The OSCTR would like to invite its members to attend the OSCTR Grand Rounds lecture by Dr. James Curran from the School of Public Health at Emory University. The lecture will be held at the Samis Education Center at Children’s Hospital in Oklahoma City, Wednesday, October 28 at 12:15pm. He will be speaking on the early days of the AIDS epidemic and the lessons for future bench-to-bedside approaches to medicine.


Jim Curran joined the Rollins School of Public Health (RSPH) as dean and professor of epidemiology in 1995, following 25 years of leadership at the Centers for Disease Control and Prevention (CDC). He is the Principal Investigator and co-director of the Emory Center for AIDS Research, and he holds faculty appointments in the Emory School of Medicine and the Nell Hodgson Woodruff School of Nursing.


In 1981, Curran was tapped to lead a CDC task force charged with determining what was behind the first cases of what we now know as AIDS. A pioneer in HIV/AIDS prevention, Curran led the nation’s efforts in the battle against HIV/AIDS for 15 years before joining Emory.
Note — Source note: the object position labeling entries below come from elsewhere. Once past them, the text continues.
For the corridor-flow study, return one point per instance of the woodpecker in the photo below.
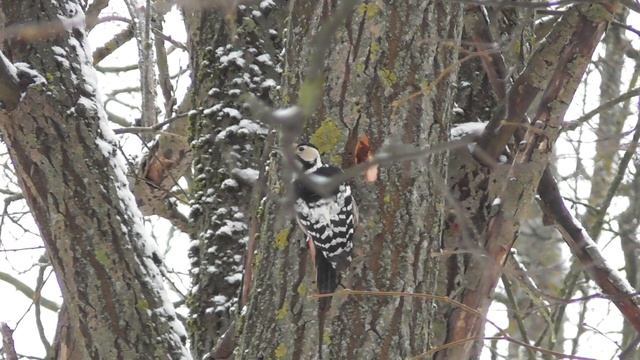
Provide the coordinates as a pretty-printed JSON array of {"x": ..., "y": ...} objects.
[{"x": 327, "y": 221}]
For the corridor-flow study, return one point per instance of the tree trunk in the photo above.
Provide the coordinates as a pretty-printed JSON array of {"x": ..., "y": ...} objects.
[
  {"x": 234, "y": 52},
  {"x": 381, "y": 68},
  {"x": 73, "y": 179}
]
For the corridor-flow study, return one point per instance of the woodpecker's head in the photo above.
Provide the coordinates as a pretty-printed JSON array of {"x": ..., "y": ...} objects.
[{"x": 308, "y": 156}]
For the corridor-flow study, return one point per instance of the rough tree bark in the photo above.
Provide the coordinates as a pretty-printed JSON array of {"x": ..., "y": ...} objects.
[
  {"x": 234, "y": 53},
  {"x": 574, "y": 37},
  {"x": 381, "y": 68},
  {"x": 72, "y": 177}
]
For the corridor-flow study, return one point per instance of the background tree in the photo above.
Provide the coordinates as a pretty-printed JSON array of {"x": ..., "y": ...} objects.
[{"x": 372, "y": 81}]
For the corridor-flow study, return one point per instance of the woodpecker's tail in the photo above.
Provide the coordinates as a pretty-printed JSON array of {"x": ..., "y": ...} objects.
[{"x": 327, "y": 279}]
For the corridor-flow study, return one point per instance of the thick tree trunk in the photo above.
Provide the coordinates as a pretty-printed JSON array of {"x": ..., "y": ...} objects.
[
  {"x": 73, "y": 179},
  {"x": 381, "y": 68},
  {"x": 234, "y": 52}
]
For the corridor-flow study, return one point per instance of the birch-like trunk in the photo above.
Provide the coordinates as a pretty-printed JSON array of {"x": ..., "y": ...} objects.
[
  {"x": 73, "y": 178},
  {"x": 392, "y": 67}
]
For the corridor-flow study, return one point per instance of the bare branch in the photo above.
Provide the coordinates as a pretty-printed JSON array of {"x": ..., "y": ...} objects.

While at the CDC, he attained the rank of assistant surgeon general.


After graduating from the University of Notre Dame, Curran received his MD from the University of Michigan and a master of public health from Harvard University. He is a fellow of the American Epidemiologic Society, the American College of Preventive Medicine, and the Infectious Diseases Society of America. Author or co-author of more than 270 scholarly publications, he was elected to the Institute of Medicine of the National Academy of Sciences in 1993. He was given the Surgeon General's Medal of Excellence in 1996 and received the John Snow Award from the American Public Health Association in 2003.


In 2015 Curran was elected to the American Academy of Arts and Sciences and  is immediate past chair of the board on Population Health and Public Health Practice of the Institute of Medicine and serves on the Executive Committee of the Association of Schools and Programs of Public Health. In 2009, the Rollins School of Public Health Dean’s position was named the James W. Curran Dean of Public Health in his honor.